An ancient collection of fairy tales originally written on riverstones by the Goblin poet Inkfinger. Like allfairy tales all of it is a lie, but that doesn’t mean it isn’t true. It was transcribed into paper by the Witch Aunt Offal, though she admits in the introduction that some of the deeper meaning is lost outside of it’s original Gobgab.
0-06-1-2-0-1-1-Inkfinger
Here, in the fog kissed shallows of grot in muck, are the hunting grounds of the bear-footed Hidesmen of the River Aise. While they hunted bears and wolves and mighty beasts, they were furtraders by livelihood, and these prized prey were only fit for cash and clothes. Thier bellies bore only the meat of Fish, and so the knots of the snare were matched by the knots of the net, and the Hidesmen could do with rope what few managed with iron and heavier metals.
Above the River Aise lay the domain the Kingfisher, who rode the winds with the easy the Hidesman rode the waves. The Kingfisher was encased in a blue plumage whose hue was equal to the blades in the armories of all neighboring kingdoms, and the kingdoms neighboring them. For a bird of such rich mysticism, it was natural that rulership would be given. So naturally that rulership came to the Kingfisher, that even the Hidesmen, who did not live among the trees and wer enot counted among the bird’s kingdom, dutifully left the meats of the landbeasts as tribute.
Indeed such a partnership flourished for three generations, as Kingfisher watched the hidesmen bear sons, then daughters, among the reeds and ropes that marked the kingdom of one and the trade of another. In one time, that story did not cease, and the Kingfisher would learn the arts of rope and hide and the Hidesmen to lead and fly, and the King’s Wealth and the trappers Hide would forever be one in the same. But that is just one of the times, and this is another.
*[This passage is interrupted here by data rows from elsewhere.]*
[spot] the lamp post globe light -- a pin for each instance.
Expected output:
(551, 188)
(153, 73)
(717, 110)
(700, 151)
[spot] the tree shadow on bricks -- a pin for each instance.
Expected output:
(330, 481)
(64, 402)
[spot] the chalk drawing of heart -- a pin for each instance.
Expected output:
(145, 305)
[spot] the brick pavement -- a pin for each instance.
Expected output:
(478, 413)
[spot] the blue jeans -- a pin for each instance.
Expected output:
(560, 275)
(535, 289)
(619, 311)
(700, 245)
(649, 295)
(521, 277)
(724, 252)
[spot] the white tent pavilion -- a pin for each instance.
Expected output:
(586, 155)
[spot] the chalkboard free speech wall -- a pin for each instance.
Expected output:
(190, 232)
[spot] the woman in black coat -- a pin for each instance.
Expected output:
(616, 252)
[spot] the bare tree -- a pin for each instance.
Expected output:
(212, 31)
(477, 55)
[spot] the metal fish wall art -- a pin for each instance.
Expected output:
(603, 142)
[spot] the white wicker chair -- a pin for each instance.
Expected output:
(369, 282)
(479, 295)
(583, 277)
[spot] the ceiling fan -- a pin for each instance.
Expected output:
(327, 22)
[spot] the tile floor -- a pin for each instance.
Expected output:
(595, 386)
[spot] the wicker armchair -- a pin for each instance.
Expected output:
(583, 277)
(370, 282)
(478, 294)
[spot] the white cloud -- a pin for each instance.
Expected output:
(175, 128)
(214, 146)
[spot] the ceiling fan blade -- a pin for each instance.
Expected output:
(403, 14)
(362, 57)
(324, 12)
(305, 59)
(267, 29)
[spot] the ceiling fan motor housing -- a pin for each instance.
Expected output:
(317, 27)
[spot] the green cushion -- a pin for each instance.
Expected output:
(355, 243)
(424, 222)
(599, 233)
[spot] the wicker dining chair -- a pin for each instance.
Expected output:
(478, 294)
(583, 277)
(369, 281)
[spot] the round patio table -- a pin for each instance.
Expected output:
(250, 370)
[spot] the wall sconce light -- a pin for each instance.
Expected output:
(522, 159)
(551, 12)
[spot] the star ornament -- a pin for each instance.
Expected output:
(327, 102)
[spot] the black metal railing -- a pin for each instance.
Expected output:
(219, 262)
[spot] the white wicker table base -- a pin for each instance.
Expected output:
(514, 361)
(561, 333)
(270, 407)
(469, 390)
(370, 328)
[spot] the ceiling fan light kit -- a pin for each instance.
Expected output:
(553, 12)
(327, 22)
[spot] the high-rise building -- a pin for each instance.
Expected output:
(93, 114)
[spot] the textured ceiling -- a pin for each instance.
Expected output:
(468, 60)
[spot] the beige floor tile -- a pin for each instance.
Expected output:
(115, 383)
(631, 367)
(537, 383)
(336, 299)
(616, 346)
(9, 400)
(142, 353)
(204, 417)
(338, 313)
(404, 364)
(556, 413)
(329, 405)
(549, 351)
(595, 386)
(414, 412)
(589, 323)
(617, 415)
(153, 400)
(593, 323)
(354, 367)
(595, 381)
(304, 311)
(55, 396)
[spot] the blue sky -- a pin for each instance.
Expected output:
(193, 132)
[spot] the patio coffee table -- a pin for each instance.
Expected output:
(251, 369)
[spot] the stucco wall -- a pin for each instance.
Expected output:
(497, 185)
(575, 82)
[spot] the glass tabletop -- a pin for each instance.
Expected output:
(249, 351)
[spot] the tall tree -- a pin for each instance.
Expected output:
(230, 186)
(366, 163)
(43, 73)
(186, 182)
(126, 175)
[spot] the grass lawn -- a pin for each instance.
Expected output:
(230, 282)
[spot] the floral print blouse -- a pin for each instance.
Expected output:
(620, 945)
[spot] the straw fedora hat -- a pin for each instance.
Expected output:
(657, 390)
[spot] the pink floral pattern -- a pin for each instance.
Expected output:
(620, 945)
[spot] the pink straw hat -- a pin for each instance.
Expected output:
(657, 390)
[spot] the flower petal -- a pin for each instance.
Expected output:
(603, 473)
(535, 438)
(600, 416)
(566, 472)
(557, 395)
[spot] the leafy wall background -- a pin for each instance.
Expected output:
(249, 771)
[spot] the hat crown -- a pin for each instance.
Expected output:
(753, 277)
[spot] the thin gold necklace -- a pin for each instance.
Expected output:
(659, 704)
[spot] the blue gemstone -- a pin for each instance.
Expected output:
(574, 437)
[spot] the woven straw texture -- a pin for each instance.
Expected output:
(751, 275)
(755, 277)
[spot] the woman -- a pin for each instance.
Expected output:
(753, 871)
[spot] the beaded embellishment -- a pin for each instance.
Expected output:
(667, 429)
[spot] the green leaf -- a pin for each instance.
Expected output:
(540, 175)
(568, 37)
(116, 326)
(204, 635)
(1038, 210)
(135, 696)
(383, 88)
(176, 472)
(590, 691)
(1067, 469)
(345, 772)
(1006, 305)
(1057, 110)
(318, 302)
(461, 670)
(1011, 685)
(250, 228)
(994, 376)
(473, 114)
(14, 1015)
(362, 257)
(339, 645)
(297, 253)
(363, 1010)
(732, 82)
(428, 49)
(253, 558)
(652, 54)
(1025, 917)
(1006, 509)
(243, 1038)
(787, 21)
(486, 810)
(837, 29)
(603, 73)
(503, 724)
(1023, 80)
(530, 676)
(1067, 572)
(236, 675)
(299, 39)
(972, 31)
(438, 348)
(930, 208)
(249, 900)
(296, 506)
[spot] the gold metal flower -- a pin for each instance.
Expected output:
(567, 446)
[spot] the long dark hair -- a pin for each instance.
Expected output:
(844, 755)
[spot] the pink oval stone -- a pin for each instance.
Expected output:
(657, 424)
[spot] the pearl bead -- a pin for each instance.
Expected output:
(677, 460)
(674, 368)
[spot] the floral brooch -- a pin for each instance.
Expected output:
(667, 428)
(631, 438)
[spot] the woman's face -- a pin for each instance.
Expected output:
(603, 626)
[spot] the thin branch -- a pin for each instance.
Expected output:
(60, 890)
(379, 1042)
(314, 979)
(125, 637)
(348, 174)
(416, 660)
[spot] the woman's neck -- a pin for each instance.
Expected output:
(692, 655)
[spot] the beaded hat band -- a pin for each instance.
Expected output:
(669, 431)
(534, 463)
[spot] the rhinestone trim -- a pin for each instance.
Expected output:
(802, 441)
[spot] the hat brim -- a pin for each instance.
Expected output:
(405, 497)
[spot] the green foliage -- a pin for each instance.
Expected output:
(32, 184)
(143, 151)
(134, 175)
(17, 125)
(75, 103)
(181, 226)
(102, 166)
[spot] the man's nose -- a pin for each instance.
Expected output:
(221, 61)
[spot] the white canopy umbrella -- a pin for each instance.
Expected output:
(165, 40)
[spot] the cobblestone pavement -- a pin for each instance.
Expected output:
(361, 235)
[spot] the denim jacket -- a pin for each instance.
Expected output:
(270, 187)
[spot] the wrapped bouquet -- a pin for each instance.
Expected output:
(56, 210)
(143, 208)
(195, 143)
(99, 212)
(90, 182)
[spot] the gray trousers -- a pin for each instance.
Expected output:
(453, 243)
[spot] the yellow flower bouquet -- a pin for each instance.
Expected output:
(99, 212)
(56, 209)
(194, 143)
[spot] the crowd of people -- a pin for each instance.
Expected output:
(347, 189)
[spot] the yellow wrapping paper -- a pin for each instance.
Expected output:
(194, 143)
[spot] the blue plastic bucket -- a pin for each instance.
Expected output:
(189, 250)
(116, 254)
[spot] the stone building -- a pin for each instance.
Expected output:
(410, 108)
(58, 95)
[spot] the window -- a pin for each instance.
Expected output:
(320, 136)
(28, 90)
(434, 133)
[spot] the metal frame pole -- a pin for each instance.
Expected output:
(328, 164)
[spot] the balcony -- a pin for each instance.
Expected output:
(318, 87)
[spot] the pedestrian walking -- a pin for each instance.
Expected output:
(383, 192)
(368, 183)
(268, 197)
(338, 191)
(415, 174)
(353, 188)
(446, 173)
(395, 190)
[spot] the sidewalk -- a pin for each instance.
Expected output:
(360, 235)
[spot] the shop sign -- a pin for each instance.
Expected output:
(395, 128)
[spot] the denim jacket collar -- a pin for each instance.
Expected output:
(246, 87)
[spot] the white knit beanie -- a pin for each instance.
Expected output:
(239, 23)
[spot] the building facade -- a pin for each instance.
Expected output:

Rather, the Hidesmen, one starless afternoon, came across the Honeyguide. It was a small bird, where one wing stretched to dawn and the other stretched to dusk and so heaven and earth were divided and the two spoke in silent congress. Seven hours later, the Hidesmen returned to the river, their pelts shorn and their net longer, not several interlocking cords but a single braid of knots that snaked along the river. The fish the Hidesmen caught were not fit for eating, but were fit for wearing. And soon the trappers belonged to the tides.
Seldom do the Kingfisher remember them, but often they are missed.